マイナー言語でもザクザク画像が探せるワシントン大のPanImages

次の記事

Facebook対応アプリも動かなければ意味がない

ワシントン大学がPanImagesという新検索プロジェクトを進めている。PanImagesでは誰でも母国語で画像検索できるので、従来のイメージ検索よりずっとたくさんの検索結果にヒットする。

新興の検索エンジンには画像クエリー経由で検索が可能なLike.comもあるが、メインストリームには程遠い。

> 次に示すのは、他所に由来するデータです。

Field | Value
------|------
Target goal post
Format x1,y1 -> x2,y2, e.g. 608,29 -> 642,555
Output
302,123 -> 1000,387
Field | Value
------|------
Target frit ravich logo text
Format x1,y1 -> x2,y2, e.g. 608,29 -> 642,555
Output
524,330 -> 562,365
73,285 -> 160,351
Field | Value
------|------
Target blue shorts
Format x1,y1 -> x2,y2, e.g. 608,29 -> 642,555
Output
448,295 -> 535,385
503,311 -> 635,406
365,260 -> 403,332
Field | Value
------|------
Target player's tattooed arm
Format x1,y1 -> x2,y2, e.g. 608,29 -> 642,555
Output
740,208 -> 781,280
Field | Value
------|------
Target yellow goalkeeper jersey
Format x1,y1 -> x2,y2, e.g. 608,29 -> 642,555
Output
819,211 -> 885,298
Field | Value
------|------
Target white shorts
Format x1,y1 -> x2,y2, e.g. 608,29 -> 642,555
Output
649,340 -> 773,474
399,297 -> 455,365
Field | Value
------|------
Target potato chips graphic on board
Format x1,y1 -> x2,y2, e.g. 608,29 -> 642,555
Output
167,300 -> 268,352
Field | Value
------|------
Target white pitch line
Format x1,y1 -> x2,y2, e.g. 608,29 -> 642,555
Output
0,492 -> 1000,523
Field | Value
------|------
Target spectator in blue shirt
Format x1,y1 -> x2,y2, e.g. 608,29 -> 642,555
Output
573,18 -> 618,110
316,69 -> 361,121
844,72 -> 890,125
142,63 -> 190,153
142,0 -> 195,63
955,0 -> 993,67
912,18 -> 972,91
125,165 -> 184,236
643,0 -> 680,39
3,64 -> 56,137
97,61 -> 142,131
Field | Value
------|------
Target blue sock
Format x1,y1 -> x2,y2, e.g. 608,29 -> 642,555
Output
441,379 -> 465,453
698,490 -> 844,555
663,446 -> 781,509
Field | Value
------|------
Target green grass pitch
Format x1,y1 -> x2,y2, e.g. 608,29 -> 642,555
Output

今のイメージ検索のほとんどは画像のメタデータを基に検索結果を出しているため、グーグルで“flower”をイメージ検索すると、写真メタデータのところに“flower”というタグのついたものだけ1140万件返ってくる。でも仮にスペイン語圏の人が“flores”(スペイン語の“花”)を検索すると、返ってくるのはたった220万件だ。

検索エンジンの世界では今、クロスランゲージ(多言語縦断的)なクエリーでマイナー言語の人も、よりたくさんの検索結果が得られるようにする動きが徐々に広まっている。グーグルが今年スタートした試みでは、でも対応する言語は主要言語1ダース分だけだし、イメージ検索は対象外だ。

その点、PanImagesでは世界300以上の言語をカバーしており、ユーザーは自分の使用言語で検索クエリーに入力できる。翻訳ボタンで訳語が出てくるので、そのうち一つをクリックするとグーグルとFlickrのイメージ検索の結果が出てくる仕組み(全言語串刺しで検索したい人は右の検索ボタン「I’m feeling ~」を押す。「Search in」のダイヤルで検索言語を選んでもOKだ。あるいは「花」と入力して「Translate」ボタンを押すと、blossomとかfleurとか訳語が出てくるので、fleurをクリックするとフランス語の検索結果が分割画面で出てくる、といった楽しみ方もできる)。

データ自体まだ厚みはなくて、サイトでこちらの言ってる意味が分からないときにはユーザーに訳語を追加するようたずねてくるが、初期検索結果はとても使える感じだし、自分以外ほとんど喋る人もいないような超マイナー言語を話す人には本当にありがたいサイトだろう。

“冷蔵庫”を南アフリカのズールー語に訳してイメージ検索しても返ってくるのは2件だけ。でも、PanImagesなら472000件もヒットする。